Quali politiche dovrebbero essere messe in atto per alzare il livello culturale del nostro Paese?

Innanzitutto una maggiore attenzione alla scuola pubblica, quindi più investimenti, una politica seria, una cura del ceto degli insegnanti, il peggio pagato nel mondo. La scuola è la vera palestra formativa, capace di dare strumenti ai ragazzi per navigare in un presente tumultuoso. E fino a diversi decenni fa era anche un prezioso ascensore sociale: quanti accademici illustri provenivano da famiglie povere e socialmente deprivate? Oggi vanno avanti solo i figli dei laureati, ragazzi che hanno già a casa un certo numero di libri. Ma questa è la vera diseguaglianza. Purtroppo anche le indagini più recenti ci dicono che gli adolescenti hanno smesso di leggere, sicuramente distratti dagli smartphone ma anche perché i libri costano: le biblioteche scolastiche potrebbero avere un ruolo prezioso. Ma quante funzionano davvero?

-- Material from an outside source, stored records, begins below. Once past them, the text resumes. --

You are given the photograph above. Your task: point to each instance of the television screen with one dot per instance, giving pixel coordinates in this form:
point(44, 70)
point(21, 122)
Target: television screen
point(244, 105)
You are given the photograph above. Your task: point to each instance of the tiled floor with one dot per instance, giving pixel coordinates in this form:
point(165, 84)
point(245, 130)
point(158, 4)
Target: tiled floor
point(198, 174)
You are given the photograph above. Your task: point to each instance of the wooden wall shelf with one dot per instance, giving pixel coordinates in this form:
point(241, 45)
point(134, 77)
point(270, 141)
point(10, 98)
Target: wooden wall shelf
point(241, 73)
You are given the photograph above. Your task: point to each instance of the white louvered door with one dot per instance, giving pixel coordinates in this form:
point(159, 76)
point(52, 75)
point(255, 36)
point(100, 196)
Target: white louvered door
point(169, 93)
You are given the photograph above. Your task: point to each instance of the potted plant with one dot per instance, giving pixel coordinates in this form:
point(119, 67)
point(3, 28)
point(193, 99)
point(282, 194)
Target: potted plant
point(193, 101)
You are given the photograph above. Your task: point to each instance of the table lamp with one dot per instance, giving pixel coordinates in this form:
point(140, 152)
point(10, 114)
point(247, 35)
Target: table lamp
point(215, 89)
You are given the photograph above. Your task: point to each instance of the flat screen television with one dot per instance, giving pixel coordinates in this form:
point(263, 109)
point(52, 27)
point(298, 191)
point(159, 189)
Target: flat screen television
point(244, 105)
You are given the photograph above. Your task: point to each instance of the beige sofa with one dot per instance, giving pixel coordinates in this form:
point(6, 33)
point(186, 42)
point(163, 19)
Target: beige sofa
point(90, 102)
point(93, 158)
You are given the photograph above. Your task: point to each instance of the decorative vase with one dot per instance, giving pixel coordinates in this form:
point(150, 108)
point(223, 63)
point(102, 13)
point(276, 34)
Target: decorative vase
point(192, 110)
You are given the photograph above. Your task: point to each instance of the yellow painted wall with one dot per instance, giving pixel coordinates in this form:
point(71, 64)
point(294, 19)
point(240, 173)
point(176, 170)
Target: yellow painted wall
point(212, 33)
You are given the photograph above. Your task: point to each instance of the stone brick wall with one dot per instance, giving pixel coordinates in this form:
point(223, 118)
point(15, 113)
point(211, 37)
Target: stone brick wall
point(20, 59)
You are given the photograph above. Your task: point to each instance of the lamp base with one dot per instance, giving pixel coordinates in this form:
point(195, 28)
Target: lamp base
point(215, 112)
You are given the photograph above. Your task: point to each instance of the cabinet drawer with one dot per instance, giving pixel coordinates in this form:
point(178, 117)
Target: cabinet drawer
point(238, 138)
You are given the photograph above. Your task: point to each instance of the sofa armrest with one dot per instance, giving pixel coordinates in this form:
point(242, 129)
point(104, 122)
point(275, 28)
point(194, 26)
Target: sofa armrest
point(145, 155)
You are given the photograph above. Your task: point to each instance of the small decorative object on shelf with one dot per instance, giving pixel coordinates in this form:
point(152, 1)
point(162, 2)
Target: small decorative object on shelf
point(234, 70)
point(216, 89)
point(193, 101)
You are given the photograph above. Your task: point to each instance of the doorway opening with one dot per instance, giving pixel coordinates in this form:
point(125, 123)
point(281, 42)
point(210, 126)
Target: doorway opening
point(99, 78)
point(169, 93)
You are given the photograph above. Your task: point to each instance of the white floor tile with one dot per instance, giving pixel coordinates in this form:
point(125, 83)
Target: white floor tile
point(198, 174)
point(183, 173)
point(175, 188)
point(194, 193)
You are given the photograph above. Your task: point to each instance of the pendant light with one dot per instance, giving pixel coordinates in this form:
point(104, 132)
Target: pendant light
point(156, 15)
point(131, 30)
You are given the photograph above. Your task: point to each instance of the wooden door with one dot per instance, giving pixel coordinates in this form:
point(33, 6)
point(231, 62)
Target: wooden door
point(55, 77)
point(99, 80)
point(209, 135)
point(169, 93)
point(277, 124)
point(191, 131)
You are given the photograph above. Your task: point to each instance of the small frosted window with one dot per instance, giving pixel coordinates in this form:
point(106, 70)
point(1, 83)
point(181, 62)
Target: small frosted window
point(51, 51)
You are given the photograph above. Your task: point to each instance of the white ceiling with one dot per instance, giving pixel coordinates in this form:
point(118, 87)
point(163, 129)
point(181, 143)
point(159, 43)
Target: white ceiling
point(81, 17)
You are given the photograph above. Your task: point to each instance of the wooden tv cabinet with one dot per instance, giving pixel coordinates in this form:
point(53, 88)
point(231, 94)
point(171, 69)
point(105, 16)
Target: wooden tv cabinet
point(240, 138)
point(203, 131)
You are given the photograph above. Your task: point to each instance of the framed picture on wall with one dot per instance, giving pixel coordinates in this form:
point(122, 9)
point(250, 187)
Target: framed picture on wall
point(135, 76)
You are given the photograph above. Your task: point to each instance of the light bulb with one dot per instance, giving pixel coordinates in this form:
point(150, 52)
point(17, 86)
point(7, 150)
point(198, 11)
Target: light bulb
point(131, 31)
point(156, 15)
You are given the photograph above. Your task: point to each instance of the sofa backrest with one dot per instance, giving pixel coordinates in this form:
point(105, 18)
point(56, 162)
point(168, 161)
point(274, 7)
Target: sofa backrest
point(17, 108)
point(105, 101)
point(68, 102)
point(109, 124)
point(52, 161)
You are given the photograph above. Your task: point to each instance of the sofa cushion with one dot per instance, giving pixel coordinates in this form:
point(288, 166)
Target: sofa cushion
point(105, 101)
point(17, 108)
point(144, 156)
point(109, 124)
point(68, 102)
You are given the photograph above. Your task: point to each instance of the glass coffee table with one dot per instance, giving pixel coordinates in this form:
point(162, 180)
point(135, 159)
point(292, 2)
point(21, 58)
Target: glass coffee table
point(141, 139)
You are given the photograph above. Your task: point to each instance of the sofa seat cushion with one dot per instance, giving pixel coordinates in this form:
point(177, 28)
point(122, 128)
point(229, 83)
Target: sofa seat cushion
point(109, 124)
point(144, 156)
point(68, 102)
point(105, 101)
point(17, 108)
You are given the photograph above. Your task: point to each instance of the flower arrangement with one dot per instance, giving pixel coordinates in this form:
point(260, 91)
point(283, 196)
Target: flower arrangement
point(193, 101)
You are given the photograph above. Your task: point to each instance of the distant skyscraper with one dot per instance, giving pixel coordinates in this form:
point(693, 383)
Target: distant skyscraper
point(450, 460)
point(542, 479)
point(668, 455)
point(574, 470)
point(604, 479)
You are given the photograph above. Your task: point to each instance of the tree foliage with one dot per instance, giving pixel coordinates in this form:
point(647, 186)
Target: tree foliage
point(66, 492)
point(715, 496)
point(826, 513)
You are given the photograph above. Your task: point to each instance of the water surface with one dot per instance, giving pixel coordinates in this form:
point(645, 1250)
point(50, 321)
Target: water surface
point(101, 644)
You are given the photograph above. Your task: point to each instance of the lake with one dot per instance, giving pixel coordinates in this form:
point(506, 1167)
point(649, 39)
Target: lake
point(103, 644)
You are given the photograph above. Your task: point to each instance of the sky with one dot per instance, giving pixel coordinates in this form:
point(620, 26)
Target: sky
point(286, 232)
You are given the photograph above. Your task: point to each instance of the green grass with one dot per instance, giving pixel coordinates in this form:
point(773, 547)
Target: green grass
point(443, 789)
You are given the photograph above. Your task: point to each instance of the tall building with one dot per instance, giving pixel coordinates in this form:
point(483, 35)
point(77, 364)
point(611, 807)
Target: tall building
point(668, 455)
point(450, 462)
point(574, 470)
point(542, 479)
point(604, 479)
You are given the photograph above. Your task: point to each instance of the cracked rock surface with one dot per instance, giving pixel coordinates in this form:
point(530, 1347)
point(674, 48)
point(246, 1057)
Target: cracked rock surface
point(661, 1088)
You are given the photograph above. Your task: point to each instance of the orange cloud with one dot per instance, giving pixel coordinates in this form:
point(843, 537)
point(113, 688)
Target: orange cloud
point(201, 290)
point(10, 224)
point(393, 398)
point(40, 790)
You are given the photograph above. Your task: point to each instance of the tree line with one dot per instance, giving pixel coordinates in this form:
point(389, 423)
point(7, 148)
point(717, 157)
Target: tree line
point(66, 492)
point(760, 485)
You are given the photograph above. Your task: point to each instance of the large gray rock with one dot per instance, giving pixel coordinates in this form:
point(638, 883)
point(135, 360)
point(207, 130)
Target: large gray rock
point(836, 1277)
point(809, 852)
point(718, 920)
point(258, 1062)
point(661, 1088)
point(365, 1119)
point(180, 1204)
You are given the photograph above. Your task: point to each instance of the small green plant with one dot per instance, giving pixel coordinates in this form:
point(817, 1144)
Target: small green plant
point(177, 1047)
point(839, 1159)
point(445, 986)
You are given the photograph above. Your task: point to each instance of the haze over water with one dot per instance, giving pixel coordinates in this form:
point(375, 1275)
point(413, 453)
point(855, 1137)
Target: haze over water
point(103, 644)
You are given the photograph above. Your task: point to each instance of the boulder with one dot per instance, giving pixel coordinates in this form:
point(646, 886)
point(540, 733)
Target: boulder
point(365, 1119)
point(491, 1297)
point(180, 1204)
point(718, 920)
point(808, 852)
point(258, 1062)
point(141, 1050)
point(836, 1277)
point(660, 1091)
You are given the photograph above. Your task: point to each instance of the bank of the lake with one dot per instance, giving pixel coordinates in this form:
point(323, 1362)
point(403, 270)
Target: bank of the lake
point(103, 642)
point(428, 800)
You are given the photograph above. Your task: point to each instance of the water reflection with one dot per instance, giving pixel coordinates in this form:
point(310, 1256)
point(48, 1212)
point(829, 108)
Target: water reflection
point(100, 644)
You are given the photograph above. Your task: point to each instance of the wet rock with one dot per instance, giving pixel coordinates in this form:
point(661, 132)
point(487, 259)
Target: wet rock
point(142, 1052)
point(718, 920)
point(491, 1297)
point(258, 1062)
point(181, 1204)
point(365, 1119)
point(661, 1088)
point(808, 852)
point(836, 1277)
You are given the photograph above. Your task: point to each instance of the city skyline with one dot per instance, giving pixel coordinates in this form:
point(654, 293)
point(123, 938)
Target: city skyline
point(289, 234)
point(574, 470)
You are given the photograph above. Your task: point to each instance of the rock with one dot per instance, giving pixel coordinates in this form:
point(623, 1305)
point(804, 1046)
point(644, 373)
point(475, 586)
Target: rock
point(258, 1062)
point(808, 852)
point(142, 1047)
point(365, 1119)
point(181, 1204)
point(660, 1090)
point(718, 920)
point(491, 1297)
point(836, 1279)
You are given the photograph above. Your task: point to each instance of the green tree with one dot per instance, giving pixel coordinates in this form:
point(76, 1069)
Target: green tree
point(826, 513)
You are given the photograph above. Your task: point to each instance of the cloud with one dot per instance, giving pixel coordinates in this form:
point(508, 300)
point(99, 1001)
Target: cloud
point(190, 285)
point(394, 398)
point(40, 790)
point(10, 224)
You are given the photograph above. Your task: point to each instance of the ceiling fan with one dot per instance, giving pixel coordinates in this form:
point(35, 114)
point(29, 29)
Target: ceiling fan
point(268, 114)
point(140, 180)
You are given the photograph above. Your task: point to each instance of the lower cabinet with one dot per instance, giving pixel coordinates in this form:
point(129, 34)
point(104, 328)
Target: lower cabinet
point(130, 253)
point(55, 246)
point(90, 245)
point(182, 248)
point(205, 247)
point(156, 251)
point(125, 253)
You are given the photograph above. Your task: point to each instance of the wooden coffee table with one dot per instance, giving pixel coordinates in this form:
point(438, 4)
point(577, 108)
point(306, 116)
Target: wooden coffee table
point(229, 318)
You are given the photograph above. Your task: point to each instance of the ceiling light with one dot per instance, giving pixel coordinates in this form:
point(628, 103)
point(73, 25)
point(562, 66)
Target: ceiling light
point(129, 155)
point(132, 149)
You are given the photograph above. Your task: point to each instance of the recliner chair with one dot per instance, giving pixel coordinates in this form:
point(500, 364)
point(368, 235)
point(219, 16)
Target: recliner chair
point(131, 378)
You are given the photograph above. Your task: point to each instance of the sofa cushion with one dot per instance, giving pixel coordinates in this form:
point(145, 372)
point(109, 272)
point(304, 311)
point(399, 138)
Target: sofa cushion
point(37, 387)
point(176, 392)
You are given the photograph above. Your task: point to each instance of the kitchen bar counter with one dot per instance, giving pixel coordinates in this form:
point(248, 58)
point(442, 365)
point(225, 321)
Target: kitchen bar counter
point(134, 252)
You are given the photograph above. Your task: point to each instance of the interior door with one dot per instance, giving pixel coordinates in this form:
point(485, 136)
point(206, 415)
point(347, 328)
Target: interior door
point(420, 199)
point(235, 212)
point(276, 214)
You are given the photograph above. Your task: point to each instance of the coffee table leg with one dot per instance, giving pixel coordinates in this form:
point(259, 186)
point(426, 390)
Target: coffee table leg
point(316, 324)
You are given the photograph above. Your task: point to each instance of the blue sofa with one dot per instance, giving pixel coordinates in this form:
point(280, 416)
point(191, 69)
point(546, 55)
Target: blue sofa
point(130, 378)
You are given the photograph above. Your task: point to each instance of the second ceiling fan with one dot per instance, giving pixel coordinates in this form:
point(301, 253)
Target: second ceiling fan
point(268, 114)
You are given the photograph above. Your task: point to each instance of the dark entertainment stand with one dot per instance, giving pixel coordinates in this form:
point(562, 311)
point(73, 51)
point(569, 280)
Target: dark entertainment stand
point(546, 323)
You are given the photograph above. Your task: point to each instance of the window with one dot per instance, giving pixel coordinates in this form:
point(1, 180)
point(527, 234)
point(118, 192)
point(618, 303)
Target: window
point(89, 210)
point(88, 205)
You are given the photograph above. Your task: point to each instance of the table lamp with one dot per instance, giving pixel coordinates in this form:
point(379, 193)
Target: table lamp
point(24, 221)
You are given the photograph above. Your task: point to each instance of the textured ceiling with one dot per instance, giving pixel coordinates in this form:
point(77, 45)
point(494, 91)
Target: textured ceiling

Cosa ne pensi della nuova riforma di Valditara?

Bene il ritorno del latino nelle scuole medie, come l’inserimento della Bibbia nei programmi di scuola primaria: ovviamente intesa non come lettura confessionale, ma come fondamento culturale irrinunciabile. Conservo qualche perplessità sul programma di storia, che risente della concezione nazionalistica e identitaria di uno dei principali ispiratori, Ernesto Galli Della Loggia. Pongo una domanda: in un Paese che cambia con una grande velocità, dove il dieci per cento degli studenti è figlio di emigrati, possiamo noi insegnare una storia italo-centrica? Non dovremmo sforzarci di allargare lo sguardo al mondo che è passato per la penisola? Qualche anno fa è uscita da Laterza una “Storia mondiale dell’Italia”, curata da Andrea Giardina, che offriva un punto di vista molto diverso rispetto alla storiografia nazionale: credo che gli artefici dei programmi di storia dovrebbero tenerne conto.

Il pericolo di censura” dell’informazione oggi è reale? E tutto questo come influenzerà i prodotti culturali e la loro diffusione?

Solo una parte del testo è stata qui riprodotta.